Setup

April 21, 2026 ยท View on GitHub

This page covers installation, local model config, and repository layout. Dataset download/reporting policy lives in data.md, and CLI usage lives in running.md.

Repository Layout

src/core/                 GraphFlow, Edge, GraphExecutor, BaseWorkflow, node runtime
src/catalog/              Dataset registry, answer-format registry, dataset-specific format prompts
src/evaluation/           Benchmark registry and evaluation runner
src/optimizer/            Workflow pruning/quantization heuristics, graph transforms, workspace and graph IO
src/pipeline/             MCTS, pruning, quantization, finetuning
src/prompts/              Optimizer prompts, workflow template, operator catalog
src/utils/                LLM config/loading, cost tracking, code execution, workspace IO
src/utils/optimizer_utils Ranking, experience, convergence, and optimizer parsing helpers
benchmarks/               Dataset-specific benchmark runners
data/                     Dataset builders and local dataset directory
config/                   Example model configuration
workspace/MATHDEMO        Tracked demo dataset with two example rounds

Most experiment outputs are intentionally ignored by git. The tracked workspace/MATHDEMO directory serves as a minimal runnable example.

Environment

Option 1: conda

conda create -n agentslimming python=3.11
conda activate agentslimming
pip install -r requirements.txt

Option 2: venv

python3.11 -m venv .venv
source .venv/bin/activate
pip install -U pip
pip install -r requirements.txt

Model Config

Create a local config:

cp config/config.example.yaml config/config.yaml

Minimal example:

models:
  "gpt-4.1-mini":
    api_type: "openai"
    base_url: "<your base url>"
    api_key: "<your api key>"
    temperature: 0
    top_p: 1
    input_price: 0.0004
    output_price: 0.0016

Required fields:

  • api_type
  • base_url
  • api_key or key
  • temperature
  • input_price
  • output_price

Defaults:

  • model: defaults to the enclosing model entry name if omitted
  • top_p: defaults to 1.0 if omitted

There is no hardcoded pricing fallback in the code.
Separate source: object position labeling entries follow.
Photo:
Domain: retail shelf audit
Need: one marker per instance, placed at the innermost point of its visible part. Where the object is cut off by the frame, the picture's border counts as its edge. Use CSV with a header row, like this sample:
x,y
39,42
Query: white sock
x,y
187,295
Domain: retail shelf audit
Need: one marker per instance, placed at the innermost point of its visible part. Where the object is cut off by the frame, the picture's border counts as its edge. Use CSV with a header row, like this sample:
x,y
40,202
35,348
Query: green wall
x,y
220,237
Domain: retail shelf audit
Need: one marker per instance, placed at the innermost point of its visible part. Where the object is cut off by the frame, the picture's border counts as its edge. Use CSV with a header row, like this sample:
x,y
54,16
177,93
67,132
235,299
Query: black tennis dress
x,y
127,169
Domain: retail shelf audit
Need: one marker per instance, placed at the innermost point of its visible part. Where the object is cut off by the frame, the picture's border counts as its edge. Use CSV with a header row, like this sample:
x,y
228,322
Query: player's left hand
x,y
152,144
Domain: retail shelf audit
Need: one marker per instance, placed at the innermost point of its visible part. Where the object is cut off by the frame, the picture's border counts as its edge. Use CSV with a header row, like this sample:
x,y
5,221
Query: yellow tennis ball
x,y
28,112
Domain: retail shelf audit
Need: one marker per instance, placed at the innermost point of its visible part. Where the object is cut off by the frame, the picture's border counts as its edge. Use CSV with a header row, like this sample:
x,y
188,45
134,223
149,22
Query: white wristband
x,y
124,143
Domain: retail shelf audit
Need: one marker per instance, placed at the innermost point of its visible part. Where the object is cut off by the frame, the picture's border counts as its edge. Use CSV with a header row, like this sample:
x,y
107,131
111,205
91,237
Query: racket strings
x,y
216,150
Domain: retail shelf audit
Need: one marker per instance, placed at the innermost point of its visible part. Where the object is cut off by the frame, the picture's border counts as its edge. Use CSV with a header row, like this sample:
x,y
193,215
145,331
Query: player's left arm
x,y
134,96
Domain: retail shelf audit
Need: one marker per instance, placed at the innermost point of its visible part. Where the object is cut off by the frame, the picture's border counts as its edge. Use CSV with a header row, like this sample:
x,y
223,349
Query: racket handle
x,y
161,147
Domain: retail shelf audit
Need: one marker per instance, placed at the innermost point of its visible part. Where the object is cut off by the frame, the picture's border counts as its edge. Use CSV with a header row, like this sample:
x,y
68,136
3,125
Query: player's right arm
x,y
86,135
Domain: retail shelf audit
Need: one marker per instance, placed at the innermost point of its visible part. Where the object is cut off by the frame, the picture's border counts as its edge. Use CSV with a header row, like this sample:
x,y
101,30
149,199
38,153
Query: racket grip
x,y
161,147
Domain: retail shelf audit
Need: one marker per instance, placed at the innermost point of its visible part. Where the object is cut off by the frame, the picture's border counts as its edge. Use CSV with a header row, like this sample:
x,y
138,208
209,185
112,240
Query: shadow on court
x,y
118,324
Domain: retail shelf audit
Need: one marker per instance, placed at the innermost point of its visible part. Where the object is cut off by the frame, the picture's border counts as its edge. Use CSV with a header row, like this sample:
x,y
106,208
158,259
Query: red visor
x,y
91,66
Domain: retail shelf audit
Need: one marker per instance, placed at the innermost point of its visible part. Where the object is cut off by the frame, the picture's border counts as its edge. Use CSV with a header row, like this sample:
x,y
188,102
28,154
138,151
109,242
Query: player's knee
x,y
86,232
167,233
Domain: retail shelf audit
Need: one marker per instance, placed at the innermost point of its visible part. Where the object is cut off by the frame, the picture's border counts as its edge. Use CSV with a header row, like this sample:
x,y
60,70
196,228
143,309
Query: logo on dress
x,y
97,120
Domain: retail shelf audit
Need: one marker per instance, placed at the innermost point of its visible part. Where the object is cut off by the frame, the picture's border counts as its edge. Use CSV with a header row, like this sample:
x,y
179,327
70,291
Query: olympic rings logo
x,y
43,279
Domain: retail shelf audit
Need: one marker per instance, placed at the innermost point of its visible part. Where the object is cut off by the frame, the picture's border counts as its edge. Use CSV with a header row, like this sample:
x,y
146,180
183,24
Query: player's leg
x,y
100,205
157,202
If a workflow uses a model without input_price or output_price, execution fails early.

Config resolution order:

  1. --config /path/to/config.yaml
  2. AGENT_SLIMMING_CONFIG=/path/to/config.yaml
  3. <repo_root>/config/config.yaml
  4. <cwd>/config/config.yaml
  5. <cwd>/config.yaml

When you run commands from the repository root, <repo_root>/config/config.yaml and <cwd>/config/config.yaml usually resolve to the same file.

Environment Variables

  • AGENT_SLIMMING_CONFIG: optional override for the default model config path. Used when you do not want to pass --config on every command.
  • AGENT_SLIMMING_LOG_LEVEL: optional log verbosity override for the repository logger. Typical values are DEBUG, INFO, WARNING, and ERROR. The default is INFO.

Dataset- and benchmark-specific variables such as HF_TOKEN and AGENT_SLIMMING_LIVECODE_USE_PRIVATE_TESTS are documented in data.md.